Why is it interesting?
• Capacity is being controled by a small number of large players. Producers continue to show rationality in matching production with demand.
• Solid balance sheet and financial strength which has been consistent for some time.
• Solid position on the industry cost curve.
• Track record of double digit ROIC and good capital allocation. Opportunities are evaluated on an ROIC
basis and managements longer term incentive compensation is tied to the same metric.
• Higher mix of small customers which provide margin advantages.
Valuation
A better opportunity could be presented to invest in Packaging Corp., as it is likely approaching fair value.

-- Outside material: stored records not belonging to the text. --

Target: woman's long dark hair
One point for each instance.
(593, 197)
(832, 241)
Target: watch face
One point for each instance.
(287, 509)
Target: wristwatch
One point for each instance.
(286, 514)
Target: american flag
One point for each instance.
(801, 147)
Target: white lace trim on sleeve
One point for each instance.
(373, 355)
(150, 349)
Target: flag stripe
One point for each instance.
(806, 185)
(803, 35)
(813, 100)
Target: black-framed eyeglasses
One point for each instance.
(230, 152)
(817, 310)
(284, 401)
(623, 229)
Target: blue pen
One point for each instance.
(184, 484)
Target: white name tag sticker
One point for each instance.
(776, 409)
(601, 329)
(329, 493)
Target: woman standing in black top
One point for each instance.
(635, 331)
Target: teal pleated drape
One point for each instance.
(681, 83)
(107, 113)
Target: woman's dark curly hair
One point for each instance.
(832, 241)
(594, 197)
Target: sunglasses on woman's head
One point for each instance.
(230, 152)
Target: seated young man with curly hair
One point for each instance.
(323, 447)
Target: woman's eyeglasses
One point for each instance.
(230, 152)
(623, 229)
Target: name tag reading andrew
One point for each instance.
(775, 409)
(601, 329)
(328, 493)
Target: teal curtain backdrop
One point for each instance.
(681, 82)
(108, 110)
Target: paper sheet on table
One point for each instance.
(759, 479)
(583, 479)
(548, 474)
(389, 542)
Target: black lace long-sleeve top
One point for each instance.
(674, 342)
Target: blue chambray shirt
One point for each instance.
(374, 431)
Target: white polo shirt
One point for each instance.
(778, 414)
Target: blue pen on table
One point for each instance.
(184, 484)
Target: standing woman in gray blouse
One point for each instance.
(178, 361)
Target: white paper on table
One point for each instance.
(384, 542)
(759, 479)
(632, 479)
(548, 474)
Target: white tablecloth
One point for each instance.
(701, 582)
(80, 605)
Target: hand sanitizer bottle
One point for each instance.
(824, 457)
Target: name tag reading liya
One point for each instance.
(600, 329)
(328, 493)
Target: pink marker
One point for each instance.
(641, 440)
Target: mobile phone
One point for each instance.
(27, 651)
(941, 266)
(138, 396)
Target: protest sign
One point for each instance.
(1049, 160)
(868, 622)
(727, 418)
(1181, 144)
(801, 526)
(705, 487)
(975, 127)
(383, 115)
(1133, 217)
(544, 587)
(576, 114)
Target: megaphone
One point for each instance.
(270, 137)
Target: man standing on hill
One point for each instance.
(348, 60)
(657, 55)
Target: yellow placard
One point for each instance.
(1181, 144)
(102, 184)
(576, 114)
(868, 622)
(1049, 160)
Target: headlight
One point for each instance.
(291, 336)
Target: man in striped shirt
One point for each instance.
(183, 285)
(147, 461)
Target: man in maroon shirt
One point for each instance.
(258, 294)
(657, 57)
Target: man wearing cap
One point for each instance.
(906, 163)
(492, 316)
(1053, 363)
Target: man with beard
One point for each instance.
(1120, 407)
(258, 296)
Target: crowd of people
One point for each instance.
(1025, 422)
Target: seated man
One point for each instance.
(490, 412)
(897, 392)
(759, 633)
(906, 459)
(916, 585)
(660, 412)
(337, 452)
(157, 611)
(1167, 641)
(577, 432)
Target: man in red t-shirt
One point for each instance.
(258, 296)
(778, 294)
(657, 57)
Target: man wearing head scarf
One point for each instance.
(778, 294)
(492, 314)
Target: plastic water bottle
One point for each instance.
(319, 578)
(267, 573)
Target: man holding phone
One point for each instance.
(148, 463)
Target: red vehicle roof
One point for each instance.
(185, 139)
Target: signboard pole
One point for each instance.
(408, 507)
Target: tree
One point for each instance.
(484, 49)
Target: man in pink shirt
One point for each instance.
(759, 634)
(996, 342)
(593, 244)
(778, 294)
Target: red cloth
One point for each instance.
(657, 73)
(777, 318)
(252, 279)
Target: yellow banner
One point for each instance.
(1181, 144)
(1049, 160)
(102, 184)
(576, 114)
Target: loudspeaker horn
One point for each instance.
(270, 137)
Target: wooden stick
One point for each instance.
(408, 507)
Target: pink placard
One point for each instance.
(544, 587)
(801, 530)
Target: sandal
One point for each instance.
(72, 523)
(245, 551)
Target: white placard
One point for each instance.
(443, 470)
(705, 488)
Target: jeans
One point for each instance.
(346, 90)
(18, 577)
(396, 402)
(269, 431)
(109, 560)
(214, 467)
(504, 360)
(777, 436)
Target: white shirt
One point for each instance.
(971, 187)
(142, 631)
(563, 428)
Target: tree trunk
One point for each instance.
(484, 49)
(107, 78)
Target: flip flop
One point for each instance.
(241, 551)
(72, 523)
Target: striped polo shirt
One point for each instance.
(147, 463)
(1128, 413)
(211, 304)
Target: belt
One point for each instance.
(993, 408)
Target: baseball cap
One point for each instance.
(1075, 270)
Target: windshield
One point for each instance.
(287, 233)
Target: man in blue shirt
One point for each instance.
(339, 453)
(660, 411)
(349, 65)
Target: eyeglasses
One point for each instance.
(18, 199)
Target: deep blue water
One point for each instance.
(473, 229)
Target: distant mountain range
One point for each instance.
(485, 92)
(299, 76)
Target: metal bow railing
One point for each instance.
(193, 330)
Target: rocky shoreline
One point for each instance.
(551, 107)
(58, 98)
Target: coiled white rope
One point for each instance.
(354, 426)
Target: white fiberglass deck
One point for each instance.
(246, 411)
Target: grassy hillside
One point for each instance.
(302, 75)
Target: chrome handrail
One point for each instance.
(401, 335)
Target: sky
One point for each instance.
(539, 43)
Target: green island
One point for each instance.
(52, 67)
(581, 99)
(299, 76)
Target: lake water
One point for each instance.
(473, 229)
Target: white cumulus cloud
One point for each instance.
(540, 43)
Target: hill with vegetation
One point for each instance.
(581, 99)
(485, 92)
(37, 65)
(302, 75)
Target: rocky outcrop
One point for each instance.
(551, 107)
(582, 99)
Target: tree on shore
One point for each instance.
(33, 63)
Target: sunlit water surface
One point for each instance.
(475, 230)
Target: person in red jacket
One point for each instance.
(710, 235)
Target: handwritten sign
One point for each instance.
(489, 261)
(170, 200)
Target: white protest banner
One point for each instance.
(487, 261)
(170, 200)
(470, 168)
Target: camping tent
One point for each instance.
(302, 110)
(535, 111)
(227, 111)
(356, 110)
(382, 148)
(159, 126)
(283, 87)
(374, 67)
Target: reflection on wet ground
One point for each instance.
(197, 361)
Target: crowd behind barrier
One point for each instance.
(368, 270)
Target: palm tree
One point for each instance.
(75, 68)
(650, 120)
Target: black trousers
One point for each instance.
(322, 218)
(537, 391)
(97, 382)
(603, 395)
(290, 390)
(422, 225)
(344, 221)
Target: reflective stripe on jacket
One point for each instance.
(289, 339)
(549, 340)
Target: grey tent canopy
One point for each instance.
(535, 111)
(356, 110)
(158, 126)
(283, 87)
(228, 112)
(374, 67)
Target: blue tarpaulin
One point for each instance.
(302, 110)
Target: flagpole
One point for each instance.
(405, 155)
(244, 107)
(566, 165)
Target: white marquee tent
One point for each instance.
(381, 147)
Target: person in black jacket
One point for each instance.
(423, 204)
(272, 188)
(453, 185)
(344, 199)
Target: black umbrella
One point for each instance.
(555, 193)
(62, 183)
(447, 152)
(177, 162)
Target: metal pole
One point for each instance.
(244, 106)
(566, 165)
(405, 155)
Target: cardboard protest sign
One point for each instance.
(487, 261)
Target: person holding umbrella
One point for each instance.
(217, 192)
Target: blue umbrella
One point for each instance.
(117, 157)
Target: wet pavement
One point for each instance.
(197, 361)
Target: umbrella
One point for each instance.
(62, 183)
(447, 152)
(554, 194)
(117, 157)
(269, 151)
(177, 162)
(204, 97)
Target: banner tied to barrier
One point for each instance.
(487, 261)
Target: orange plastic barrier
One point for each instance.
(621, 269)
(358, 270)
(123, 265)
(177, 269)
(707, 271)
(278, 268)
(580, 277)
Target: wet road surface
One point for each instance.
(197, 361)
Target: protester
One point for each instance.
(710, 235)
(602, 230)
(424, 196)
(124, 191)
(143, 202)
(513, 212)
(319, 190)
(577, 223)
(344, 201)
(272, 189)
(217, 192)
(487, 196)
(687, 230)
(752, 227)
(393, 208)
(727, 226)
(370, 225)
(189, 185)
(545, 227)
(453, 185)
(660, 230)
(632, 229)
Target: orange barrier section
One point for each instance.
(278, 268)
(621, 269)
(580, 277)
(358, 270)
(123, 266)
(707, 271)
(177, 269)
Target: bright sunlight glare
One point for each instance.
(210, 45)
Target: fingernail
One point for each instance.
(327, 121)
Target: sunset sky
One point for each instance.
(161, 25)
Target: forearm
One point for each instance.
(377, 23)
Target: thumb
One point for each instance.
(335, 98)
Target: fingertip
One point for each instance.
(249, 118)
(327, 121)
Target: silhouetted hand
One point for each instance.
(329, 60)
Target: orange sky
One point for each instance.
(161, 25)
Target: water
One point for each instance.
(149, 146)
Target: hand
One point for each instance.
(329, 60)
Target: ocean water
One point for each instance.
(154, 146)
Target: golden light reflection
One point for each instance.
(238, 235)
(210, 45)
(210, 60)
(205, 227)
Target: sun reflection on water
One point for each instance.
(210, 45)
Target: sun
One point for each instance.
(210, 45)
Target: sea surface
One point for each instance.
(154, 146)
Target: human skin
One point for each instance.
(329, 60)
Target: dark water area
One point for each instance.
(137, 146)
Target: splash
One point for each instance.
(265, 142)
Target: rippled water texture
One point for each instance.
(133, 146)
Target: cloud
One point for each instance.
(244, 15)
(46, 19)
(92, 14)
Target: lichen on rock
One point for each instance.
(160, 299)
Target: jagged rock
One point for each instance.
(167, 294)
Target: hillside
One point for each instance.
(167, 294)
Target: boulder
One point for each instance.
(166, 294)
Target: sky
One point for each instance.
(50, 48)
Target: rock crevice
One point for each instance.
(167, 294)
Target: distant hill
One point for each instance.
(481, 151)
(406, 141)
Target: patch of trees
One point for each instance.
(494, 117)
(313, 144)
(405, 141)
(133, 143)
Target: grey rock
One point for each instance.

However, news of someone looking to acquire them or a strategic move with their cash pile could lead to the price move beyond that level. This seems like a reasonable entry point to begin gradually building a position.
My valuation leads me to a 0.93 P/IV.
I am using an ROE based DDM to value the company. I use an ROE of 21% with a fade to 15%, payout ratio of 45%, terminal multiple of 12x and a discount rate of 9.5%. I use this model to reach a terminal value in both 10 and 25 years and take the average of these intrinsic values.
The ROE is lower than historical averages of 26% - 10Yr, 29% - 5Yr, and 30% -3Yr. However, bookvalue has growth signficantly in the past few years which will likely lead to lower ROEs unless a strategic decision is made with cash.
Using a lower ROE and a higher discount rate in the current interest rate environment may help to give some margin for error as this is a cyclical company who will experience a downturn at some point.